In most cases, staff must have a Welfare at Time of Killing (WATOK) qualification, and the BPC has warned there is not enough time to train up a UK-based workforce before this Christmas.


Most travellers to the UK from around the world have to self-isolate for 14 days upon arrival.

But there are some exemptions, including for seasonal horticulture workers, who can start work on a designated farm but must not leave it for the first two weeks after their arrival in the UK.

That exemption does not appear to apply to the turkey sector.

British Christmas

The BPC’s chief executive, Richard Griffiths, said: “The seasonal turkey sector is vital to delivering the Great British Christmas and it cannot survive without access to non-UK labour.

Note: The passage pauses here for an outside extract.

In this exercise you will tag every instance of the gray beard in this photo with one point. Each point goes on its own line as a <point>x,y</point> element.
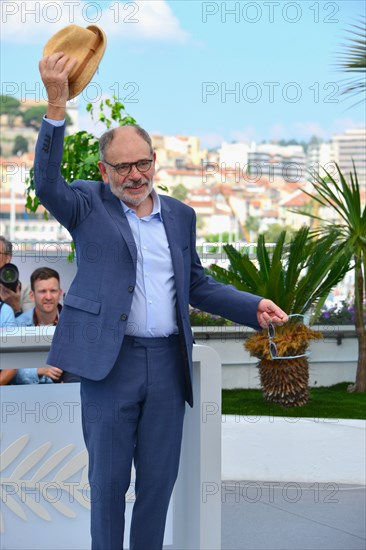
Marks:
<point>122,194</point>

“If the sector cannot bring in trained workers from outside the UK asap, then the level and quality of production will be significantly compromised.

“Government must ensure that British poultry meat, and the quality it represents, stays affordable and available for all.

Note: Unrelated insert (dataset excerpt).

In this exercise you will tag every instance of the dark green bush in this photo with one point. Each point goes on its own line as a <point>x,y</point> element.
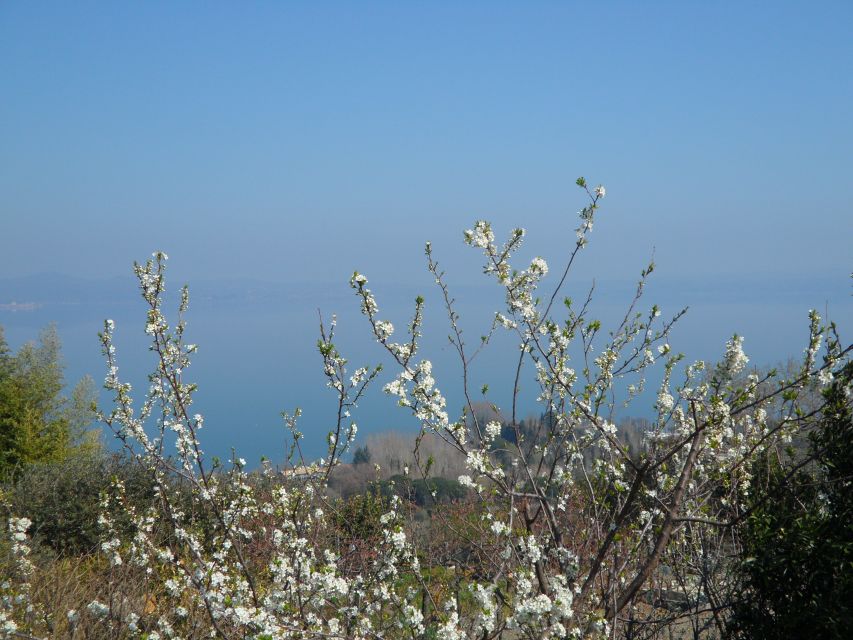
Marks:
<point>797,567</point>
<point>63,498</point>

“Losing control of how we feed ourselves as a nation would penalise British food producers at a time when we should be taking matters of food security into our own hands.”

A Defra spokesman said: “We recognise and appreciate our dedicated farmers who continue to work tirelessly during this challenging time to keep our nation fed. 

“We are working with industry to assess needs and ensure a steady supply of British turkeys as we approach Christmas.”